R. Sundararajan, who runs Stoma Care, a centre that trains people who have undergone ostomy to take care of themselves, sums up the grim situation of people on palliative care. “They are literally awaiting their end and not even in a position to converse. Their families battle every day with stigma, the despondency of having to see their loved one[s] go through agony. A small act such as dressing their wounds brings tears of gratitude on their face,” he says.

But the positive side is targetted focus on training which has finally paid off. Now, with the concept of hospice[s] taking root in at least the metro cities, in rural areas, the government authorities must pitch in, said Chennai-based Mallika Tiruvadanan, life member of the Indian Association of Palliative Care, and founder of the Lakshmi Pain and Palliative Care Trust.

“We have come a long way from denying the use of morphine for pain relief to being able to stock morphine tablets and provide them to patients. Currently, less than two per cent of needy patients receive palliative care,” she says. “What we need is trained palliative care providers in at least district and taluk level hospitals. If doctors are not aware of palliative care, then blame it on the curriculum,” Dr. Mallika says. Though pharmacology is a subject in the MBBS curriculum, palliative care gets only a passing mention. For several years now she has been training doctors who volunteer for her programme.

“The speciality developed in the 1960s in western countries and now the World Health Organization (WHO) has begun addressing the subject as non-communicable diseases are on the rise. We have always maintained that palliative care begins at the time of diagnosis. A patient who has had a serious injury after a fall and takes [time] to recover also requires help, to treat pain and the emotional upheaval caused by the injury. We have been reiterating that palliative care is not about caring for [the] terminally ill but well-being of the patient and the family,” says Nagesh Simha, president of the Indian Association of Palliative Care.

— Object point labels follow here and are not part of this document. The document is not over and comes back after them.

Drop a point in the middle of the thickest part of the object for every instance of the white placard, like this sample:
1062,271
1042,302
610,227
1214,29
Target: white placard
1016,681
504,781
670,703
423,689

Need for change Physicians like him would like to see more changes, he says. The Narcotics Drugs and Psychotropic Substances Act, 1985 or NDPS Act has been amended several times and the best thing that has happened in the country is the compulsory, single-window clearance for procurement of drugs, according to Dr. Nigam. A group of six medicines used for pain relief specifically can be purchased only through the single window clearance. In each State, the State drug controller has discretionary powers. This kind of control has helped in ensuring that the drugs are not only available but are also not misused.

It has been an arduous journey for palliative care specialists. For decades, morphine was difficult to access even to treat cases of genuine pain. Now, registered medical institutions are being given licences to stock a specific amount of morphine tablets. Annual stocks are replenished on written request from the institution.

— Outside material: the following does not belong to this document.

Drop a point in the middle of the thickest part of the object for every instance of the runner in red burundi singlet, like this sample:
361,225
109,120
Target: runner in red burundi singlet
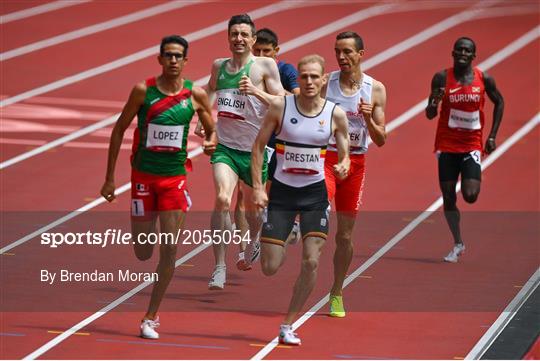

“Though in 2014, the Government of India amended the NDPS Act, not all State governments have implemented it. We had, in Tamil Nadu, conducted several meetings with the Drug Controller, after which the government modified the rules in 2007. Now, the struggle is to ensure that we can get injectible morphine too,” she says.

WHO’s boost Palliative care, as a speciality, received support from WHO when, at the 67th World Health Assembly in May 2014, it was resolved to integrate palliative care into national health services. At the assembly, it was decided that doctors and nurses could be trained in palliative care until the subject was incorporated in the curriculum for undergraduate and postgraduate medical and nursing courses.

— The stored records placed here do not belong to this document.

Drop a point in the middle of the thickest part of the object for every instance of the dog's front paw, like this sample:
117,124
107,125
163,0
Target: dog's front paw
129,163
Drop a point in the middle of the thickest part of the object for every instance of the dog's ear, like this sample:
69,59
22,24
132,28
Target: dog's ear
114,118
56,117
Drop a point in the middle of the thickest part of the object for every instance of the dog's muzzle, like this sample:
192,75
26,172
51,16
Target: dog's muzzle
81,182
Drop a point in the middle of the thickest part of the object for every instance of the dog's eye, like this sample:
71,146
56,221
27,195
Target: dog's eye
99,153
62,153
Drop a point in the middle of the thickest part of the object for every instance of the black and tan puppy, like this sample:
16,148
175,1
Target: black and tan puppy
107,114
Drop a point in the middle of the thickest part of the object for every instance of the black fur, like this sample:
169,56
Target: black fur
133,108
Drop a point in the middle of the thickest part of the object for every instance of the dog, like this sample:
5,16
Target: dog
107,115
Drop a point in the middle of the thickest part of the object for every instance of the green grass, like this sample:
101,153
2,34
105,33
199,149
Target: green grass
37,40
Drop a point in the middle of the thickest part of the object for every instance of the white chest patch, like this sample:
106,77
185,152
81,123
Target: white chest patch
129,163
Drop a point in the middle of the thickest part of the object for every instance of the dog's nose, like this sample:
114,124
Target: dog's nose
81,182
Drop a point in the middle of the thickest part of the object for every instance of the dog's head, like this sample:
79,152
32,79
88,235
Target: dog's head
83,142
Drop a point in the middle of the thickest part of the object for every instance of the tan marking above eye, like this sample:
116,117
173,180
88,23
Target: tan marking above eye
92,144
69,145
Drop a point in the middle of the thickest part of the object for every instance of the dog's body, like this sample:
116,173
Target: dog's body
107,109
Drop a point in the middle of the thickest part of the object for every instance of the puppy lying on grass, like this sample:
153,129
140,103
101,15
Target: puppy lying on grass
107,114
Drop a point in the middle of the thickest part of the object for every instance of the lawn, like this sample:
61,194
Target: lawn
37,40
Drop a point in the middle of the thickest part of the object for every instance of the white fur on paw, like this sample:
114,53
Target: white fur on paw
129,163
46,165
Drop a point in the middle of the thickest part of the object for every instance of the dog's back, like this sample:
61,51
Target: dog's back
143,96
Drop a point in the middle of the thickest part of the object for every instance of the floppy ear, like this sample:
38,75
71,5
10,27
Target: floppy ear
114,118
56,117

Ilayaperumal, who watched his relative die a painful death, says when the doctors in Madurai realised that Thangam had not undergone even one chemo session, the intensity of care fell drastically.

“The nurses were around and basic care was given but we could see she was suffering and we were helpless. A hospital staff told me that doctors knew hers was a hopeless case. If only she had received professional counselling to go through with the chemo, it would have been different. We are rallying around the family but it is far from adequate. We see them struggling with the loss but we don’t know how we can help,” he says, angst lacing his voice.